LOL!!! What is that, a bowl!!? I'm cracking up


----------



## Jazz & Jules (Feb 25, 2007)

One of those Jimmy Dean Breakfast Bowls!

I think I could bedazzle it and really dress it up for them though, right?


----------



## rictic (Feb 16, 2009)

lol great pics. needed a laugh


----------



## Alohaimee (Feb 15, 2009)

HILARIOUS! The facial expressions crack me up!!


----------



## Penny & Maggie's Mom (Oct 4, 2007)

TOO funny. No wonder we love these sweethearts!!!!!! I always love your pics and captions.


----------



## 3 goldens (Sep 30, 2005)

You gal and gal are so good. If I put a bowl on Honey's head, she would be getting it off as fast as she could so she could sniff and see if there was a pin head size taste of food in it!


----------



## missmarstar (Jul 22, 2007)

Jazz & Jules said:


> One of those Jimmy Dean Breakfast Bowls!
> 
> I think I could bedazzle it and really dress it up for the though, right?

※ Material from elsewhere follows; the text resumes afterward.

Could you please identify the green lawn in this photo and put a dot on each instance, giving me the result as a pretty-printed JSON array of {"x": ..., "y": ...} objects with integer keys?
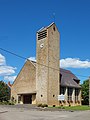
[{"x": 83, "y": 107}]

Oh I'm sure that's exactly what they would like LOL


----------



## LucyD (Nov 20, 2008)

This just made my day!!! lol Awesome pictures, and so handsome!


----------



## Pudden (Dec 28, 2008)

oh, the abuse, the indignity


----------



## fuzzbuzz (Aug 3, 2008)

LOL !!!! Love them all.


----------



## missmarstar (Jul 22, 2007)

Pudden said:


> oh, the abuse, the indignity



Wait... isn't that the most fun part about having pets?? :


----------



## Merlins mom (Jun 20, 2007)

That had me smiling!! I love their expressions!!


----------



## AndyFarmer (Jul 9, 2007)

Jazz & Jules said:


> One of those Jimmy Dean Breakfast Bowls!
> 
> I think I could *bedazzle it* and really dress it up for the though, right?


 
ROFL!!! Good lord woman, you have got an imagination!!!!!


----------



## GRZ (Dec 4, 2008)

....and the embarrassment! LOL! Great captions always make great pictures greater!


----------



## Penny & Maggie's Mom (Oct 4, 2007)

I'm thinking Jazz in pearls and Jules in his top hat ( and cane???) Now, if you could just teach them a dance routine ala Fred & Ginger.............. lol


----------



## missmarstar (Jul 22, 2007)

Penny & Maggie's Mom said:


> I'm thinking Jazz in pearls and Jules in his top hat ( and cane???) Now, if you could just teach them a dance routine ala Fred & Ginger.............. lol



Can't wait for those pictures!!!


----------



## Penny & Maggie's Mom (Oct 4, 2007)

missmarstar said:


> Can't wait for those pictures!!!


Me too... I'm hearing the music in my head. See what that other thread has done to me???????:uhoh::uhoh::


----------



## beargroomer (Jan 2, 2008)

LOVE it!!! This is exactly the kind of stuff DH and I do and then laugh our a$$es off.


----------



## Bock (Jun 23, 2008)

lol...just make sure you don't show this to their doggie friends!


----------



## Lisa_and_Willow. (Dec 18, 2007)

Those poor dogs. They need some bling with their hats!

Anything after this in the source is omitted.